It isn’t working

I’m travelling this week with my four-year old daughter. First big trip together, just the two of us, and no Mom to chaperone us. Before we left, she asked if we could print out a picture of Mom and her together in case she got lonely. This was a technique we had used in her preschool so that if she was sad, she would go find the picture and wear it around her neck to remind her of Mom. Of course, this time she also had a picture printed up of her so that Mom wouldn’t forget her, and would remember that her daughter loved her (her words, more or less).

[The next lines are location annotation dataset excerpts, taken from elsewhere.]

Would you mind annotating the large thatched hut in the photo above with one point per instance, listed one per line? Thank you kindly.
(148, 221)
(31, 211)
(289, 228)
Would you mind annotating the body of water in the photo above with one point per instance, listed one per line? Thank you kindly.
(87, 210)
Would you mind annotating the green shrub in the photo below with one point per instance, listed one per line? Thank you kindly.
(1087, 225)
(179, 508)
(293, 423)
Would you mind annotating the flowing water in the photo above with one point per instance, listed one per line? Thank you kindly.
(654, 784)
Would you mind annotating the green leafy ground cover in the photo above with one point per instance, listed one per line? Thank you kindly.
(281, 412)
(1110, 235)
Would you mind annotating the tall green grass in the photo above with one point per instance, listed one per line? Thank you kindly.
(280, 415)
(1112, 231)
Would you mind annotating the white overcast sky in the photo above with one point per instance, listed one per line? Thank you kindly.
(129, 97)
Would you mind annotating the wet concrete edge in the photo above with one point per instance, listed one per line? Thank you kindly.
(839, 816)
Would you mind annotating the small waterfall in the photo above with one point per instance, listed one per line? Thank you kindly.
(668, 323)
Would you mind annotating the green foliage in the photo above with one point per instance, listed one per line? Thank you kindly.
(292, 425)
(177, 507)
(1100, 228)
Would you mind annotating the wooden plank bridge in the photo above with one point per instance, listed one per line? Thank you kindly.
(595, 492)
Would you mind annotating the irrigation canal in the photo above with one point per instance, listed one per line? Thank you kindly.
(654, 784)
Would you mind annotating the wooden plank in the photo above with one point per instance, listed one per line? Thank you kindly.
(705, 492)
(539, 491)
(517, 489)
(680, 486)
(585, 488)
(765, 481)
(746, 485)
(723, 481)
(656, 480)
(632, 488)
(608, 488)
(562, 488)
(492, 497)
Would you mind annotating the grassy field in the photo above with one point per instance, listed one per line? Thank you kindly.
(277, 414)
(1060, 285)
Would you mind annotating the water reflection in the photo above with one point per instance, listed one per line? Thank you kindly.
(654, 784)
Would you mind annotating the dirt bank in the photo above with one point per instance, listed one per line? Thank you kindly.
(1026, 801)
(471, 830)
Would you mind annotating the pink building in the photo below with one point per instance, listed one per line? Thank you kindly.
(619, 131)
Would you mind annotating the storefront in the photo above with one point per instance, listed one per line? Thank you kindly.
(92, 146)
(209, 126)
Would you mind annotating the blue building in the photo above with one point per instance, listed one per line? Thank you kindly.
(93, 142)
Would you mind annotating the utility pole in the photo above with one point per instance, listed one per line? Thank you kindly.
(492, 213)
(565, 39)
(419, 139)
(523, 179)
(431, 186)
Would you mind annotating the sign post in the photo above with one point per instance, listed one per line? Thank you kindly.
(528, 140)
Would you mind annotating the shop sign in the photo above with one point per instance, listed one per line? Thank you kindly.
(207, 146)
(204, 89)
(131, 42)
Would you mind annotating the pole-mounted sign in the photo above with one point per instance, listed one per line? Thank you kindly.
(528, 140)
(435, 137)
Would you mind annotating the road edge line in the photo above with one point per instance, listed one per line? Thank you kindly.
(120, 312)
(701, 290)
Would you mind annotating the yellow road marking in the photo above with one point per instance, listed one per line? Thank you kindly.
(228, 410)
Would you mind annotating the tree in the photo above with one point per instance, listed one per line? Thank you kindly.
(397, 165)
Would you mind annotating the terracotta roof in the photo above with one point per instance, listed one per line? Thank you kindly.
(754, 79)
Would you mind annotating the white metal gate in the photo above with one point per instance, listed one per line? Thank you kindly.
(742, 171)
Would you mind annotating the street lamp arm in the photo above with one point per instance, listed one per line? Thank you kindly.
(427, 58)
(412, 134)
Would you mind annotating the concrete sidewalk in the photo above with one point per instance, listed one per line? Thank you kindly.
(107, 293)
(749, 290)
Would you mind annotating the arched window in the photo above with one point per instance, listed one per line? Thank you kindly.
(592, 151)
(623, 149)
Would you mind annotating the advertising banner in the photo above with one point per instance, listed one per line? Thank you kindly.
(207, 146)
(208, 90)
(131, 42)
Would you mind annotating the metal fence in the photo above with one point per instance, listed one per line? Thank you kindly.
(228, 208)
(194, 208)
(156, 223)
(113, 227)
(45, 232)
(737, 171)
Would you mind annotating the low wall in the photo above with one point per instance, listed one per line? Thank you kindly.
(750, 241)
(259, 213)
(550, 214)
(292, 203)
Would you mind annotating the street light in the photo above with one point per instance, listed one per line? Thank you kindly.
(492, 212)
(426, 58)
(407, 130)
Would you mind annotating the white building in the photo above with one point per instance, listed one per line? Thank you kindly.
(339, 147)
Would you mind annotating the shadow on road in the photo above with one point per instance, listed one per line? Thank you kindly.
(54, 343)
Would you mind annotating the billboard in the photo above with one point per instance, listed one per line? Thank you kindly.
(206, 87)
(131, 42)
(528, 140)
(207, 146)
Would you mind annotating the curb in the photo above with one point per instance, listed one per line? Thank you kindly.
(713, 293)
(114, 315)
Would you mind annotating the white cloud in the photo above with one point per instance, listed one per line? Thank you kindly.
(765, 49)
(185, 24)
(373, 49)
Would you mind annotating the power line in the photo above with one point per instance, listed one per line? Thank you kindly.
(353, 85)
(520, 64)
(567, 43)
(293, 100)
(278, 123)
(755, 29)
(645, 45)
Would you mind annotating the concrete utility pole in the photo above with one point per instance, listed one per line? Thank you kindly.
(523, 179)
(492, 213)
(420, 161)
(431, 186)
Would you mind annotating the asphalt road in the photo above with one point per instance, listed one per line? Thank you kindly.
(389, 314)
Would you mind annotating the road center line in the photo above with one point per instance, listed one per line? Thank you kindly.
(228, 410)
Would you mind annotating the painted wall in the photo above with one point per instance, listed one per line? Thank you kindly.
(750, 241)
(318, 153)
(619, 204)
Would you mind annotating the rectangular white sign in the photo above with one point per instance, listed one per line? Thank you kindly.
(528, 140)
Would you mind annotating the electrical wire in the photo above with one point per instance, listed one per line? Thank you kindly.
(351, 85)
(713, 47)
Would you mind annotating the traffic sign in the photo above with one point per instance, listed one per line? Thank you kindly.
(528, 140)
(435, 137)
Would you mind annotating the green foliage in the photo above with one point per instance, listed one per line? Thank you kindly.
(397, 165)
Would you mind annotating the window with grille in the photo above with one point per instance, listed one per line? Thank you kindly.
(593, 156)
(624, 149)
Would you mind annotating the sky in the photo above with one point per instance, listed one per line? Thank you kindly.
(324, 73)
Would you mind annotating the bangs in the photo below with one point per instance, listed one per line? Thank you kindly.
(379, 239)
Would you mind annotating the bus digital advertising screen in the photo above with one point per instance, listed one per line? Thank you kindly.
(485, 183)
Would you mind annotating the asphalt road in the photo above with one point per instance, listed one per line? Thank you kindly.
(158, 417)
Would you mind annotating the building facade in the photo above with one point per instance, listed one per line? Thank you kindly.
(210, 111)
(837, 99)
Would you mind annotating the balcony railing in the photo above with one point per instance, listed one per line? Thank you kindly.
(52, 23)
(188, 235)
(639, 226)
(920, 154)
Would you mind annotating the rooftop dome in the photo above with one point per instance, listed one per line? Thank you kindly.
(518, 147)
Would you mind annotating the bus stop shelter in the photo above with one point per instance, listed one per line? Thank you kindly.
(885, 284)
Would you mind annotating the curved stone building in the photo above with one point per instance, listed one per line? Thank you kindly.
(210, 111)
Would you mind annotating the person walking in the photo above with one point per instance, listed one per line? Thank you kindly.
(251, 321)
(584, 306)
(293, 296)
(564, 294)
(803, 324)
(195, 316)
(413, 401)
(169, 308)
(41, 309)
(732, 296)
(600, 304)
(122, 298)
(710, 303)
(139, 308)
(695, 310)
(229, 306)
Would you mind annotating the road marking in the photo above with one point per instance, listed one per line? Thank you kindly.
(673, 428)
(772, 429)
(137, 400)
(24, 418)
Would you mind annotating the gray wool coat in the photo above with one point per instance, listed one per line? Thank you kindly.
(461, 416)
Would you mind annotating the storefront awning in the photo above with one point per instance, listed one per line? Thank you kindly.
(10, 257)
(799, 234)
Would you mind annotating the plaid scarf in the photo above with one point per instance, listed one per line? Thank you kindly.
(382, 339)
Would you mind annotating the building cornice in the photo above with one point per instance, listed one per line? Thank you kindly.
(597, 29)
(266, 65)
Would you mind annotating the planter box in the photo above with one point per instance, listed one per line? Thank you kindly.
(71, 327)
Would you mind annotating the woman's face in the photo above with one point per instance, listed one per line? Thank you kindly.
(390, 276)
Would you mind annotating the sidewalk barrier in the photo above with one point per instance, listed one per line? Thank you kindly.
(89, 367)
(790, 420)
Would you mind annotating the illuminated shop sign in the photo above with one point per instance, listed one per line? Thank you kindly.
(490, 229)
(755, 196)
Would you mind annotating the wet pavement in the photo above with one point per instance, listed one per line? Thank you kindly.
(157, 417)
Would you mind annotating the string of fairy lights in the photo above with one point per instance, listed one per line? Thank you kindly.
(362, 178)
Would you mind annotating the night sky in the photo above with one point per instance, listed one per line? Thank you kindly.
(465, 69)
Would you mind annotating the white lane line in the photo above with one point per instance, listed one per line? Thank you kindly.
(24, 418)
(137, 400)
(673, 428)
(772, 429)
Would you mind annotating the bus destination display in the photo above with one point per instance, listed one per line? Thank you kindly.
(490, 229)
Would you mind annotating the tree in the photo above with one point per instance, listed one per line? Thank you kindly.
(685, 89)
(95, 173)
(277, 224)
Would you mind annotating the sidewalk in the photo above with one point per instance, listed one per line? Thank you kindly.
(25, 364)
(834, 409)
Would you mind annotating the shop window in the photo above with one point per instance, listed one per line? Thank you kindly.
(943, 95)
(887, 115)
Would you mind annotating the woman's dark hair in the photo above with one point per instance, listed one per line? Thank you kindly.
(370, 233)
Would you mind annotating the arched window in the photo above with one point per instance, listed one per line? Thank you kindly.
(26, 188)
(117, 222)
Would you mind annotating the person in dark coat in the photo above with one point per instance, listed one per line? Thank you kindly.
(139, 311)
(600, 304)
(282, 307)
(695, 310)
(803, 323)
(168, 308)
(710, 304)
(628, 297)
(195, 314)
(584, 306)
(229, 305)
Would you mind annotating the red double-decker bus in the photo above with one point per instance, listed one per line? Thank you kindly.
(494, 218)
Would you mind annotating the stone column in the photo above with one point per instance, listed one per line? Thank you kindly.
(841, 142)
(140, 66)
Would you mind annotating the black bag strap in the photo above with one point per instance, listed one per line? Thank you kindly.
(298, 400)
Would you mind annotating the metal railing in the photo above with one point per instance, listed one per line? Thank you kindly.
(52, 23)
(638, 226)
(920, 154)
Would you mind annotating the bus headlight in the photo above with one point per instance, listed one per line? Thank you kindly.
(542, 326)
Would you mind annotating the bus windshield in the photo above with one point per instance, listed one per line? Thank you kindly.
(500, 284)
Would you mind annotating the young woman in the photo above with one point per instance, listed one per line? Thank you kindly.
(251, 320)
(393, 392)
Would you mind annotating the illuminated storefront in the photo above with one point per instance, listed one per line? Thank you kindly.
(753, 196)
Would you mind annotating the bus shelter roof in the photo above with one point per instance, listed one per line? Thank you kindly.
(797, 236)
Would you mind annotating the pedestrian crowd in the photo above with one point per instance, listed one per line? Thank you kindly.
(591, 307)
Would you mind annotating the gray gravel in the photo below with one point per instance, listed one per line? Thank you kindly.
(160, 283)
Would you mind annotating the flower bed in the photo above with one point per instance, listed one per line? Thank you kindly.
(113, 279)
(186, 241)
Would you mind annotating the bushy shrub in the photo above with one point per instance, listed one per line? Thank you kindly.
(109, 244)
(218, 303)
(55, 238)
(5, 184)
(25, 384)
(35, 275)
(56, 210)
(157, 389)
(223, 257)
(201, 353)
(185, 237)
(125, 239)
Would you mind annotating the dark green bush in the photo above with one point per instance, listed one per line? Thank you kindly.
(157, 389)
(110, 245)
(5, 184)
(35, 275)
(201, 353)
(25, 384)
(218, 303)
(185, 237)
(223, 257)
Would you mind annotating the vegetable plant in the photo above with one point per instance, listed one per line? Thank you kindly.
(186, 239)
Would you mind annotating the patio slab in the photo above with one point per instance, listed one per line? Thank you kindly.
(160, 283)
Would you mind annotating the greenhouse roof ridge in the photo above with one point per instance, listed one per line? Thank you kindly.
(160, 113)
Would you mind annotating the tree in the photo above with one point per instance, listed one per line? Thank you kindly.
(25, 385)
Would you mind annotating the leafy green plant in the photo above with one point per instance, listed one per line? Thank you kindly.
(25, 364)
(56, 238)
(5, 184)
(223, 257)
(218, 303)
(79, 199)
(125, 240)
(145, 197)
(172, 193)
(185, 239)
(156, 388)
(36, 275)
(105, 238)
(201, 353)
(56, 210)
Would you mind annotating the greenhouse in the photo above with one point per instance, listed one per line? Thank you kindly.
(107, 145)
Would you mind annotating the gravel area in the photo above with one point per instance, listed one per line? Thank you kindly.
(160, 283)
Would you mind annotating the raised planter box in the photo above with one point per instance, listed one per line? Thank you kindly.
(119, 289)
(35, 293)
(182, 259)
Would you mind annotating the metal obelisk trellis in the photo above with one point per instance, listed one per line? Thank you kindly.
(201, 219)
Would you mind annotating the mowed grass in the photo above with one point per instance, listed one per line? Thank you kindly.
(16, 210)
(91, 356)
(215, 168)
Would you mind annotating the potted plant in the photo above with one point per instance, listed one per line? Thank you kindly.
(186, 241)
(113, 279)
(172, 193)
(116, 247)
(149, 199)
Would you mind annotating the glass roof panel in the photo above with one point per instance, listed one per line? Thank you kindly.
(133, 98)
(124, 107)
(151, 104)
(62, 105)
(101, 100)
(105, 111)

The first night away went well until the next morning. Around 6:30, I heard some sobbing in her room and went to see what was the matter. She was clutching the picture of Mom and crying. Between the tears and the sobs, she finally tells me, “It’s not working!”

I’ve been telling that story to a few people over the past few days, and of course they find it endearing and we chuckle at the way she expressed her sadness at missing mom. But the more I think about it, the more I think that my daughter has it right – we need to think about photographs more in terms of whether or not they “work”, and start to consider how they sometimes don’t work at all. Especially when it comes to thorny questions of memory.

In some work on memory and photography, especially those that rely heavily on photoelicitation techniques, there is a temptation to reduce photographs to the status of tools that can extract the “real” memories that have be dormant or forgotten for long periods of time. Despite claims of triangulation between the image, the viewer, and the memory expressed, the relationship often privileges the ultimate expression of certain memories over understanding the exchanges between the other parts.

I’m not sure exactly how photographs “work”, but I’m glad my daughter asked that question because that’s what mattered in a very material way to her emotions and feelings at the time.

Tonight, at the end of our journey, I asked her how the trip went. She told me that the first day was a little tough, but the rest of the days were GREAT. Maybe the photograph started to work after all.